At the time of writing, my Twitter timeline is full of stories of panic buying of fuel, with police apparently advising petrol stations in some counties to close. All in response to a Government which, in response to a threat of industrial action that has not yet been called, in a dispute over drivers’ heatlh and safety concerns that ACAS is trying hard to mediate, has made apocalyptic noises about fuel shortages and appears to be actively advising car owners to panic buy (although the advice has moved on from yesterday’s irresponsible and possibly illegal advice to motorists to store petrol around their homes in 20ltr jerrycans – advice which may yet prove to have come from the Minister concerned, Francis Maude, not having consulted his butler on what exactly a jerrycan might be).
Meanwhile, following the imposition of VAT on take-away hot food in last week’s Budget, a furore has broken out about pasties – most notably, a claim by the Prime Minister to have recently enjoyed a pasty at an outlet that closed down two years ago. It’s not a saga that has been without its amusing aspects – a Liberal Democrat Minister joyfully admitting on Radio 4’s Today programme that he had once worked in a pork pie factory takes the episode into realms that transcend satire* – but given that the main theme of the Budget is a further wealth grab by the wealthy at the expense of the poor, it’s pretty footling stuff.
Welcome, then, to coalition Britain – a nation which the OECD has just confirmed is entering a double-dip recession, where the poorest in society are having their living standards cut as a result of austerity economics which, except in terms of enriching the few, simply isn’t working; in which the Treasurer of the ruling political party has just been found out offering access to the Prime Minister for cash; which has just effectively abolished its National Health Service, once seen as the envy of the world, by removing the obligation for the Secretary of State to provide healthcare and introducing the framework for a charging regime. And the main topics of mainstream political discourse – an imaginary fuel crisis and a bust-up about pasties. It’s like an Ealing Comedy. Any moment now one expects Margaret Rutherford to appear from the door of No 10, exhorting England to be a nation once more.
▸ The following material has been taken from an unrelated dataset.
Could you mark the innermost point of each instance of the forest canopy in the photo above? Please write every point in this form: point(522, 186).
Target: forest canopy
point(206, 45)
The American sociologist Daniel Boorstin developed the theory of pseudo-events – events in which events which serve to do little more than simulate an ideologically-generated reality become more “real” than reality itself. It is clear that in coalition Britain we are far beyond that. Faced with a reality that does not conform to the neoliberal narrative, events must be generated, using an ideologically-driven mass media and, recently, a BBC that is looking increasingly compliant in the Tory agenda. And that is what has happened. Had hapless Ministers been realistic, and not started talking about fuel shortages, the tanker drivers’ dispute would have been quietly resolved. This intervention raises the stakes for all parties and just causes more problems. It’s ridiculous.
What it is not, of course, is government. It’s actually an abandonment of Government – a deliberate abdication of responsibility in order to promote an ideological narrative. A responsible, adult, empirically-based Government would not have advocated panic-buying, or indulged in idiotic stunts involving pasties. And sooner or later – even with an official opposition that appears to be wholly compliant in the ideological narrative – reality will bite back. And the result may not be edifying or pretty.
*non-British readers may not be aware that “pork pie” is rhyming slang for a lie.